Full-frame 35mm cameras. Medium-format cameras. Micro four-thirds cameras. These are formats. There are only two types of digital cameras themselves — Single Lens Reflex and Mirrorless.

The evolution of cameras has evolved over the past 100 years, and we’re about to enter a new generation, with Nikon and Canon both getting ready to reveal full-frame mirrorless camera systems.

While the mirrorless system has been around for 14 years, it has only recently started taking off. The first mirrorless camera was made by a company which is more known for printers (Epson). Since then, though, players like Panasonic, Olympus, Fuji, and Sony have marketed its mirrorless cameras to photographers.

While Panasonic and Olympus have embraced the micro four-thirds system, Sony has been the only mirrorless player to offer a full-frame system. And earlier this week, Sony announced in a press release that it had overtaken Canon for the top position in the U.S. for full-frame camera manufacturers.

While Canon has been quiet about its plans, Nikon has been much more vocal. Earlier this week, NikonRumors posted a piece with alleged photos of Nikon’s new Z6 and Z7 full-frame cameras. Rumor has it that the cameras will be announced on Aug. 23, 2018.

Courtesy NikonRumors.com

The fact that Nikon has been so vocal about its mirrorless plans bodes well for the company. Being a former Nikon user, I’m optimistic about what Nikon will come out with, and with the alleged photos that were leaked, I must say I’m excited.

NikonRumors also states that Nikon will come out with a 58mm f/0.95 lens, in addition to a 24-70mm f/4, 50mm f/1.8, and a wide angle lens.

What’s this mean for current mirrorless systems?

First and foremost, having Nikon (and eventually Canon) enter the mirrorless market shows that the top two DSLR brands are embracing new technology. Having them do this means the company knows the importance of the growing mirrorless market, and are ready to face it head-on.

But what about Sony, Panasonic, and Olympus, who already have come out with several iterations of mirrorless cameras for the past several years?

The number one thing that this means is that there’s more competition in the mirrorless market. This ultimately should mean cameras coming out sooner, and with more and more features baked in.

Secondly, it means that mirrorless is here to stay. Having Nikon go full-force into the mirrorless world, even though it means creating a new mount and new lenses, means that mirrorless will continue to evolve.

What about micro four-thirds?

To me, this discussion is much more interesting, especially since I am an Olympus user.
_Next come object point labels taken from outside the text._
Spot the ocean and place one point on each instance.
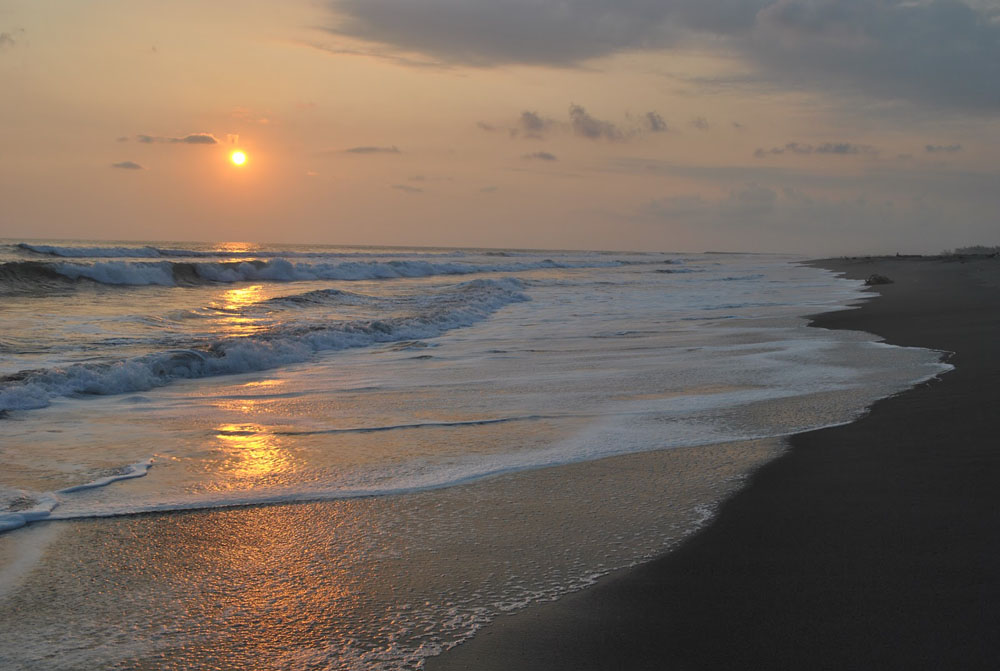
(319, 457)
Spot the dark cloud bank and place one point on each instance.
(945, 52)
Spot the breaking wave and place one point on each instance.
(23, 274)
(444, 310)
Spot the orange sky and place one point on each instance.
(760, 125)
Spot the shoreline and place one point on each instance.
(867, 545)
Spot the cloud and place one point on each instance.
(373, 150)
(530, 124)
(579, 122)
(496, 32)
(941, 52)
(585, 125)
(655, 123)
(942, 148)
(836, 148)
(193, 138)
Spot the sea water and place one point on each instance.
(380, 449)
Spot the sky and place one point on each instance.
(820, 127)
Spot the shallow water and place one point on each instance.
(467, 443)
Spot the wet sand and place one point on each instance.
(872, 545)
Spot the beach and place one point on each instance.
(312, 457)
(867, 545)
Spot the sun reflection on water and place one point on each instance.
(234, 319)
(252, 452)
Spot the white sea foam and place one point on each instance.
(42, 504)
(169, 273)
(462, 305)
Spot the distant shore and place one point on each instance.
(872, 545)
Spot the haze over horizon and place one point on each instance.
(820, 127)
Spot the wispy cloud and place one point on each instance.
(655, 123)
(193, 138)
(406, 188)
(942, 148)
(579, 122)
(587, 126)
(373, 150)
(834, 148)
(701, 123)
(941, 52)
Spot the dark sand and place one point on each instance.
(874, 545)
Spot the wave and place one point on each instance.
(27, 508)
(150, 252)
(172, 273)
(456, 307)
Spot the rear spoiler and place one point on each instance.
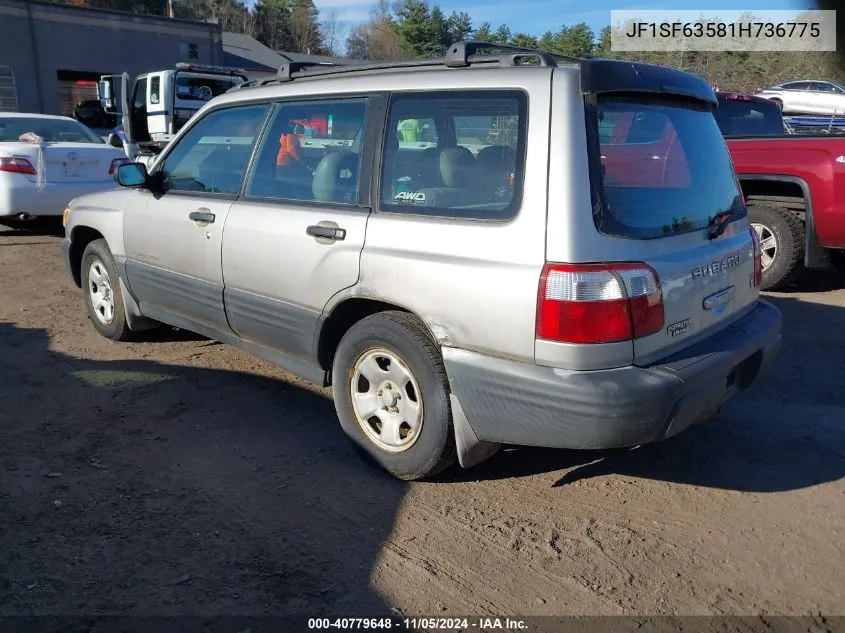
(603, 76)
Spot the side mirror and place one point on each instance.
(104, 88)
(131, 175)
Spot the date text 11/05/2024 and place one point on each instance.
(483, 624)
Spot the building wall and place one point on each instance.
(38, 40)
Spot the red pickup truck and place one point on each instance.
(794, 187)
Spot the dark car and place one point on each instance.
(92, 113)
(747, 115)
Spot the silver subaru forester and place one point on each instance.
(498, 247)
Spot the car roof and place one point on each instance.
(726, 96)
(33, 115)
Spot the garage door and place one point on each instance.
(8, 93)
(72, 92)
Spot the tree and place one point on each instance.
(603, 49)
(330, 32)
(378, 39)
(413, 23)
(460, 26)
(482, 33)
(502, 34)
(547, 41)
(273, 24)
(441, 37)
(575, 41)
(305, 27)
(525, 40)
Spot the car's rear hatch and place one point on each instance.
(667, 178)
(671, 224)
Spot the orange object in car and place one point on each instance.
(288, 150)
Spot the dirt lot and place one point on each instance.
(180, 476)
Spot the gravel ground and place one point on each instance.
(182, 476)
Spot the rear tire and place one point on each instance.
(782, 237)
(383, 356)
(101, 292)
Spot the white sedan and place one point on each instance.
(807, 97)
(46, 161)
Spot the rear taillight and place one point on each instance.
(598, 303)
(117, 162)
(17, 166)
(757, 254)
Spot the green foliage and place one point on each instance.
(413, 28)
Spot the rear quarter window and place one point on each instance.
(458, 154)
(660, 167)
(749, 118)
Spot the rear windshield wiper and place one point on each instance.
(720, 221)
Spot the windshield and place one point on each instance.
(51, 130)
(203, 88)
(749, 118)
(664, 168)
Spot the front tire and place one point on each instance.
(837, 259)
(101, 291)
(391, 395)
(782, 240)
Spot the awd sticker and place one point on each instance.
(414, 197)
(676, 329)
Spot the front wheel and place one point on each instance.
(392, 395)
(101, 290)
(782, 242)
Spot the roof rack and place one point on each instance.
(461, 54)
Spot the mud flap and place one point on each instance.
(471, 450)
(134, 319)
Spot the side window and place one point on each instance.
(311, 152)
(155, 89)
(417, 131)
(467, 158)
(213, 154)
(140, 97)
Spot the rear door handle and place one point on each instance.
(326, 232)
(205, 217)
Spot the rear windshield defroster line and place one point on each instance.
(659, 166)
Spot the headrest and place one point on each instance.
(456, 166)
(336, 178)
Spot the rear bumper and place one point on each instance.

I’m impressed with what I’m able to capture with my Olympus camera, and certainly don’t have any plans to switch over to Nikon’s new mirrorless offerings.

It means that micro four-thirds camera producers must continue to increase production, offering features that aren’t available on its full-frame counterparts.

Panasonic and Olympus have to be careful. While the micro four-thirds system is great, there’s something to be said for a full-frame sensor, especially for professionals. While neither company should abandon micro four-thirds, something has to be said for the possibility of developing a full-frame camera to compete with Sony, Nikon and Canon.